Course management is not only pulling the 3 wood out on a few short par-4’s, it’s being able to make responsible decisions throughout the entire round in order to help you shoot the lowest score possible.

 Many golfers look too far for ways to improve their score while the decisions they make on the course could be a big part of this improvement. Here are a few mistakes that most golfers tend to do and that affects their score:

    1) Going for a Par-5 in two:

 Some par-5’s can be attacked without too much risk, they are wide and don’t include many obstacles. However, most of them are designed specially to trick golfers into going for them in two. They often have bunkers or a hazard placed exactly within the carry range of most golfer (20-30 yards short of the green all the way to the front of the green). Think you can carry it all the way there? Chances are you can’t. Course designers are very good at making the hazard or bunker deceptive and make you believe you can actually get it there.

 What’s the smart play?

 If we had you play the hole 100 times within which you had to lay up 50 times and go for it 50 times, which option would have you shoot the lowest score? No doubt laying up. First of all, you take the big number out of play by hitting a 4-7 iron to a 30-yard wide fairway and leaving yourself a comfortable yardage into the green. How often are you going to completely miss the green or even lose a ball on a 100-yard shot? Not often. On top of that, by laying-up to a perfect number, you give yourself a chance to attack the flag and actually have very good odds of making birdie.

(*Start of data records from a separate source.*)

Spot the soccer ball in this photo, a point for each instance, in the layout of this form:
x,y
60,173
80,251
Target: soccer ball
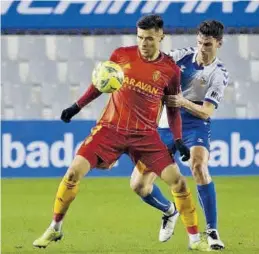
x,y
107,77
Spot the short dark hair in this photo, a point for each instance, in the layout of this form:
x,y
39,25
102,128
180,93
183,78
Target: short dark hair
x,y
212,28
150,21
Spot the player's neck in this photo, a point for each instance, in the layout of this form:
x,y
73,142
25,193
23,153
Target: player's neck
x,y
152,58
201,62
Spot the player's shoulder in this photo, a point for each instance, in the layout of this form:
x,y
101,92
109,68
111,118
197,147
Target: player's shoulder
x,y
219,68
178,54
167,59
219,72
126,50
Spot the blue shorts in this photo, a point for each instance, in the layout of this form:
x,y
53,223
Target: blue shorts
x,y
196,132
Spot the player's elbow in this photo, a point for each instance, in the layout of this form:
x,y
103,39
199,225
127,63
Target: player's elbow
x,y
205,115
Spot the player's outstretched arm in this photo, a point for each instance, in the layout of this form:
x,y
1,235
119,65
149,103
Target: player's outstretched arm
x,y
175,120
90,94
175,123
204,111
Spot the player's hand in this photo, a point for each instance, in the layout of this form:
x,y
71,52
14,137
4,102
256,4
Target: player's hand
x,y
182,148
68,113
175,101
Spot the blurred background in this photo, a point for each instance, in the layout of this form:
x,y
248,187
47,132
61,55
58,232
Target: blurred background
x,y
48,51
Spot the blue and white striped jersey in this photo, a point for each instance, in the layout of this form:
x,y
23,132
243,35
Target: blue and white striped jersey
x,y
198,83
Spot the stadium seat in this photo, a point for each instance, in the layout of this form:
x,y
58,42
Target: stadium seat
x,y
10,72
253,46
254,70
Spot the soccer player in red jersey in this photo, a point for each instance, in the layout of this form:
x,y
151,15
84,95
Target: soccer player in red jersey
x,y
129,125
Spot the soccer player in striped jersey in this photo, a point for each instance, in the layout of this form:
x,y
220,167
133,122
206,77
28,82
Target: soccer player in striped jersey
x,y
203,81
129,125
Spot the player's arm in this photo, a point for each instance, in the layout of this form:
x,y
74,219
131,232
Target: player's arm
x,y
90,94
204,111
213,96
174,118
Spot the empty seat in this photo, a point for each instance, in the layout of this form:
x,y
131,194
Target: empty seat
x,y
253,46
45,71
4,48
254,70
10,72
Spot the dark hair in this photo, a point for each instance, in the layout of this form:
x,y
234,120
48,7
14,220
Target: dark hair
x,y
212,28
150,21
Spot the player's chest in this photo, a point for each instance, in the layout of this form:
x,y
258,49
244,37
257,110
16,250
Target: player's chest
x,y
146,78
193,75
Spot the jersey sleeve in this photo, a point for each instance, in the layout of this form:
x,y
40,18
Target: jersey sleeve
x,y
117,55
178,54
218,83
173,114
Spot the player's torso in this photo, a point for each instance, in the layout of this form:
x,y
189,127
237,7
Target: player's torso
x,y
195,80
138,104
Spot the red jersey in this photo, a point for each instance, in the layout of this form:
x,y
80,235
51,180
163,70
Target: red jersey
x,y
137,106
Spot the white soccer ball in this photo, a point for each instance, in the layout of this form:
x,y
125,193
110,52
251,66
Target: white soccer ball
x,y
108,77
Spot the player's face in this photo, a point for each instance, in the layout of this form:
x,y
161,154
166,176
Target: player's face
x,y
149,42
207,48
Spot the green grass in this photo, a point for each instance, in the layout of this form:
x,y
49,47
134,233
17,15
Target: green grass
x,y
107,217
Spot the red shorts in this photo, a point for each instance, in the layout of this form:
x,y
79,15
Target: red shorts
x,y
103,147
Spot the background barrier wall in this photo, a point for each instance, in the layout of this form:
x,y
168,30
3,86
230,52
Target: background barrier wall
x,y
46,148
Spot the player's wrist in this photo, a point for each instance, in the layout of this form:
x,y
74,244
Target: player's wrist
x,y
76,108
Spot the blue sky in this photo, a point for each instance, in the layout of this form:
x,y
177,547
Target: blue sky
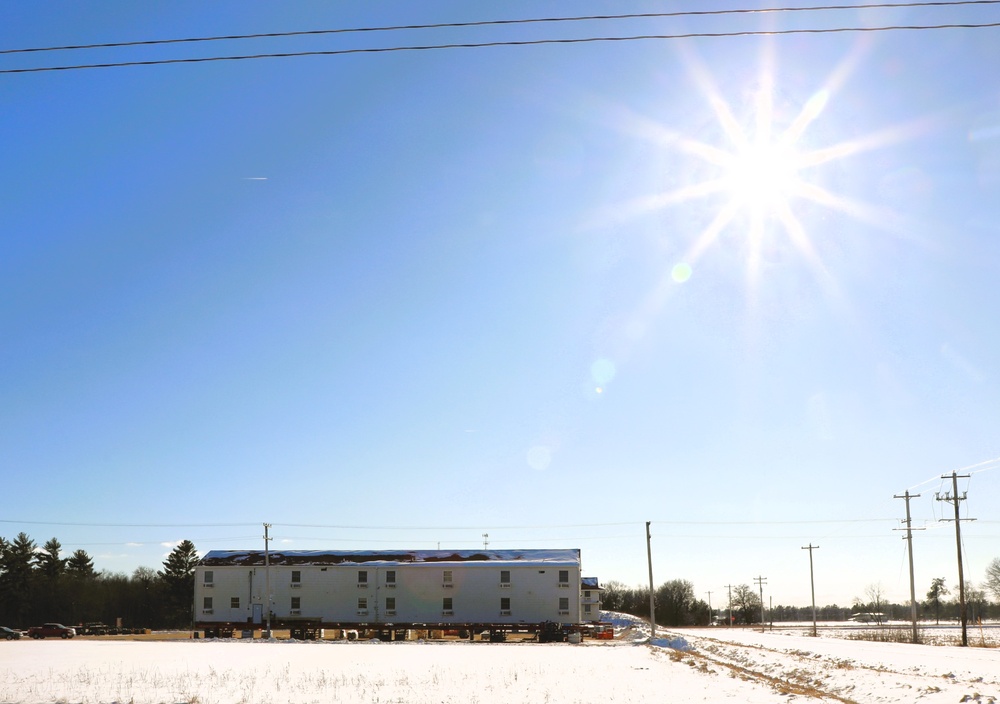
x,y
741,287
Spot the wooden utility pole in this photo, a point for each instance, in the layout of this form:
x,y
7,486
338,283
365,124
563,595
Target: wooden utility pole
x,y
652,604
812,583
267,578
761,581
954,499
730,588
909,549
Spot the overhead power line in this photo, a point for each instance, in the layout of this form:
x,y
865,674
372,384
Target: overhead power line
x,y
495,23
528,42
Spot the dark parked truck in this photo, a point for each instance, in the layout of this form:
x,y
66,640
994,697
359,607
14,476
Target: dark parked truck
x,y
51,630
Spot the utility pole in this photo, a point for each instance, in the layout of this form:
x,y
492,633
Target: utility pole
x,y
761,581
909,550
652,604
955,499
730,588
812,583
267,577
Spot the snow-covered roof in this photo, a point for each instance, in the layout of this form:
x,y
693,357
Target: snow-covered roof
x,y
569,557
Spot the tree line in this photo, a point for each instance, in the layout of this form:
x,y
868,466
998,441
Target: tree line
x,y
675,603
38,584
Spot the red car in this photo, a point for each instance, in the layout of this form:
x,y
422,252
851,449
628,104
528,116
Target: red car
x,y
51,630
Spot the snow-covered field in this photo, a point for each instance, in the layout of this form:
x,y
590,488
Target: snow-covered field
x,y
703,665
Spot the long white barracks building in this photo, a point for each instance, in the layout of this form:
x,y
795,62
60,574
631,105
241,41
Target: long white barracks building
x,y
504,590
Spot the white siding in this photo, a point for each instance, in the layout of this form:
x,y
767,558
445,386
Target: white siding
x,y
330,593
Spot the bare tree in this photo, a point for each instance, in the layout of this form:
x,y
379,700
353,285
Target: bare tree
x,y
872,606
746,604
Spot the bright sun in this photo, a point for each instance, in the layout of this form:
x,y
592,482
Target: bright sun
x,y
763,176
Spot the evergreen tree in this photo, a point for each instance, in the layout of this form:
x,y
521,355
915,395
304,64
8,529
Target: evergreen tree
x,y
80,565
934,596
992,581
178,580
49,563
17,567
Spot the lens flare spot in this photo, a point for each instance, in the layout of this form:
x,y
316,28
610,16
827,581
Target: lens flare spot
x,y
681,272
539,457
602,371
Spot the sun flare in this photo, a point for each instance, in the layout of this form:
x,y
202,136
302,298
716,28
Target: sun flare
x,y
763,176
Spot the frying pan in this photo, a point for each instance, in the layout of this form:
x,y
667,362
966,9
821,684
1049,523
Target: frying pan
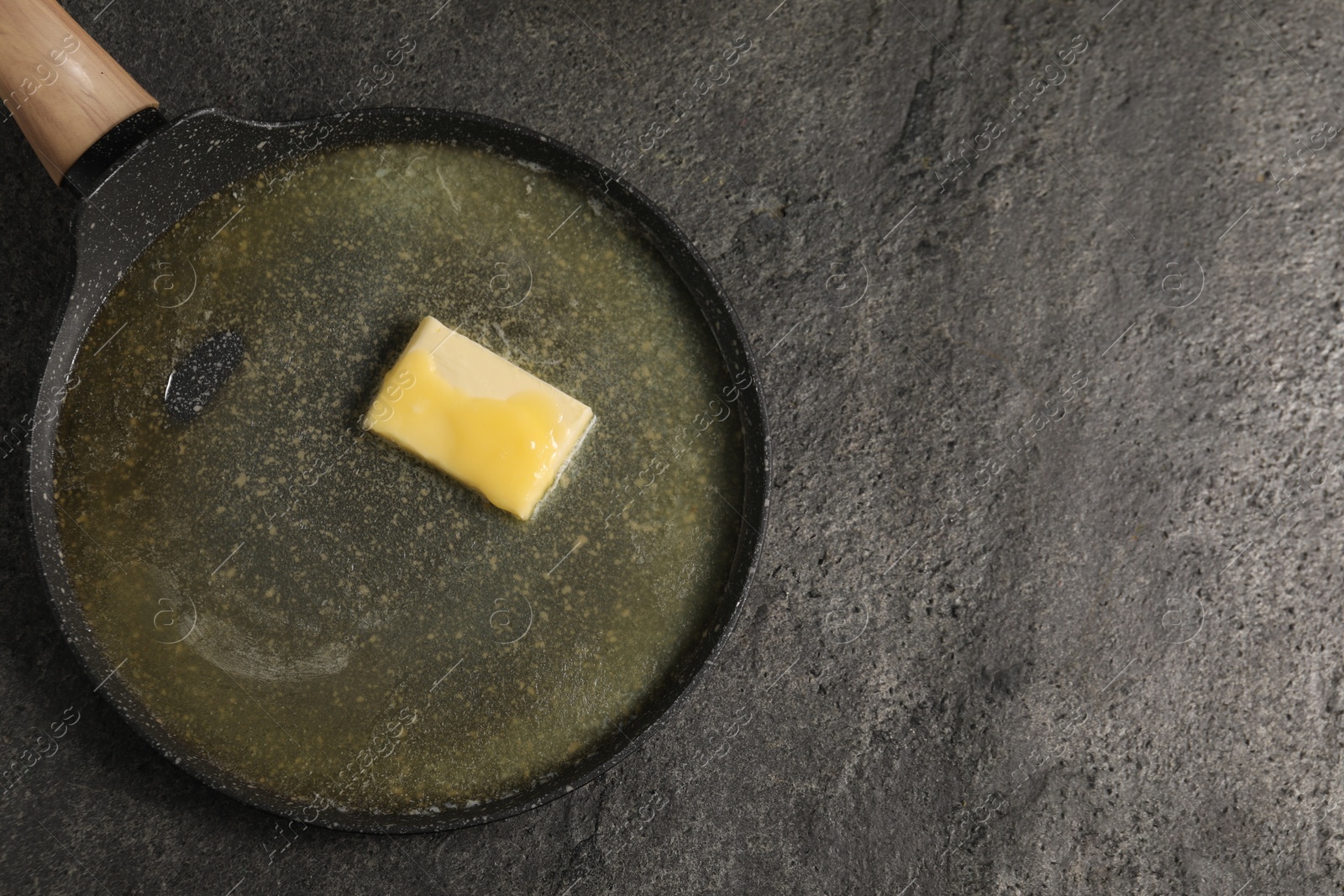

    2)  Going for that gap through the trees:

 How many times have you gone for the little window through the trees because you thought you could pull the shot off? This decision is totally a question of percentages. What are the odds of you pulling off this shot? You know you can do it, but you also know you can put yourself in big trouble if you end up missing your line but just a few inches.

 What’s the smart play?

 Just chip it out. Again, you take the big number out of play by getting the ball back into position. Instead of hitting 3 from even deeper in the woods, you actually give yourself a chance to save par or at worse make sure you get your bogie. The important thing is to put the fact that you missed your tee shot behind you and focus on how to recover from it.

      3)  Always pull out the Driver:

This is probably the most common mistake made by golfers around the world. You see par-4 or par-5 on the scorecard and consequently your mind tells you to grab the big stick. Often, you do need to pull the driver but there are plenty of holes out there that demand precision over distance and you need to be able to notice when that’s the case.

 What’s the smart play?

 Take the time to evaluate where you need to hit it based on many details; hole location, obstacles near the fairway, distance to the green. Once you’ve put the finger on what distance and direction you need to hit, it’s a lot easier to figure out what club to pull out. If you can hit a driver, hit it. If you need to hit the ball a certain distance, train yourself to leave the head cover on that 460 cc head and grab the club that’s the most likely to help you play the hole in fewer strokes. You’ll be glad you did.

 The takeaway

 Course management is developed overtime. It requires incredible discipline and concentration but once you’ve mastered it, you’ll notice impressive confidence and improvement in every aspect of your game.